家事従事者として認められるケース
専業主婦(専門用語で「家事従事者」といいます)の場合、全ての人に休業損害が認められるわけではありません。
原則として家事従事者が家事を行えなくなった場合に、代わりに他の誰かが家事を行わなければならない関係があれば、それは他人のための労働であって金銭的価値があると評価されますので、休業損害が認められることになります。
つまり、「他人のために家事を行う」ことが必要となるので、一人暮らしの被害者の場合には、家事を行えなくなっても原則として休業損害は認められません。一人暮らしの家事は、自分が生活するためにしているだけなので、金銭的価値を有する労働とは言えないからです。

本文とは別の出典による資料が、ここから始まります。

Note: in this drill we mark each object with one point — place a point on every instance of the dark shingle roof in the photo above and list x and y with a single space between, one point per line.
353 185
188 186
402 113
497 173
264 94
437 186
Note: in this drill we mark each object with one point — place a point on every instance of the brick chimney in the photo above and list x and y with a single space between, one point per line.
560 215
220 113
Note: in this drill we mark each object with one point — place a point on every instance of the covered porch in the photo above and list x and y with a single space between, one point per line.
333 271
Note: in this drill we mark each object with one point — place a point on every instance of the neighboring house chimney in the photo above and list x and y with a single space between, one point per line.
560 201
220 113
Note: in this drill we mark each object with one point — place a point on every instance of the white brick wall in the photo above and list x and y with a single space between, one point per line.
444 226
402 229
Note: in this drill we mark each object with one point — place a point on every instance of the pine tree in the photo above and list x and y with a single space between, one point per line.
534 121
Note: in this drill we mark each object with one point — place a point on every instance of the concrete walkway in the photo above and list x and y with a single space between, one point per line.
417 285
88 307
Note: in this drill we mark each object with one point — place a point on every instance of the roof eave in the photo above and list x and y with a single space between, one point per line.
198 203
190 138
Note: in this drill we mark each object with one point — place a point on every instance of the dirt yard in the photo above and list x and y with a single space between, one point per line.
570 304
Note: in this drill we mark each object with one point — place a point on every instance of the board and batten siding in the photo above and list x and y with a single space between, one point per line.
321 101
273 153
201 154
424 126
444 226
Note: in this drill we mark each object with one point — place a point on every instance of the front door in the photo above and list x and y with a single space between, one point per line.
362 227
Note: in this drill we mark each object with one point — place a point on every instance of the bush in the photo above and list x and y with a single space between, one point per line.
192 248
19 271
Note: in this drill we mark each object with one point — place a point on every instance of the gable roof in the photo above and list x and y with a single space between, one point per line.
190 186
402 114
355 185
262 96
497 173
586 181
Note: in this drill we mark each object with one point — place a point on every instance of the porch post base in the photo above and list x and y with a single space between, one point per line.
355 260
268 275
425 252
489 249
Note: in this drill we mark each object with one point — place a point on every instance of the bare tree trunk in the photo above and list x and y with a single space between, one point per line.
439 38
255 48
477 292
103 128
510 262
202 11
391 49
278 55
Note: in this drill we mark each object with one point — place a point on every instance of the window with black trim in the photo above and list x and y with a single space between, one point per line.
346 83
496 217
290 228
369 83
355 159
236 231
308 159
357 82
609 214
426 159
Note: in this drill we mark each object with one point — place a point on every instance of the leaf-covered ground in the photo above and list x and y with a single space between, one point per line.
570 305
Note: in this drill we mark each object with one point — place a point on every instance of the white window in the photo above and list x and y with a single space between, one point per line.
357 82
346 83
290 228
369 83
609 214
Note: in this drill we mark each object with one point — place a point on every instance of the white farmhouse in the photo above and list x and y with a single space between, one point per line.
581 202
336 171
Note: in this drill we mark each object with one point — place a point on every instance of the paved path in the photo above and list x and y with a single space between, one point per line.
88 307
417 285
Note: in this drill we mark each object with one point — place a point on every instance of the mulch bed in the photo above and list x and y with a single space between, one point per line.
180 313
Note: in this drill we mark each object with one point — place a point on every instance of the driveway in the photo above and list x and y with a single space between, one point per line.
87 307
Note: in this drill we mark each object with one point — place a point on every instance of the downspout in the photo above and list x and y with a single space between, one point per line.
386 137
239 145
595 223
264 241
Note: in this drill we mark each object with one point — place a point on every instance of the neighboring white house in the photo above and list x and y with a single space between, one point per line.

他方、この趣旨から、家事従事者であればその性別は問いません。但し、休業損害の基礎となる平均賃金については、同じ家事労働をしつつ男女間で金額に差が生じる不公平が生じることを防ぐために、男性の「主夫」の場合でも女性の平均賃金が用いられます。
家事従事者の休業損害
このように、他人のために家事をしていることが認められた場合、家事従事者と扱われます。休業損害は、原則として、女子全年齢平均賃金を基礎収入、交通事故によるケガ等を理由として家事労働ができなかった期間を休業期間として算定されます。
家事従事者の基礎収入
家事従事者の基礎収入についてみると、例外として、年齢や家族構成、被害者である家事従事者の身体の状況や家事労働の内容等から、全年齢平均賃金を基礎収入とすることが適当ではないと考えられるような場合には、全年齢ではなく被害者の年齢に対応した年齢別平均賃金を基礎として算出される場合もあります。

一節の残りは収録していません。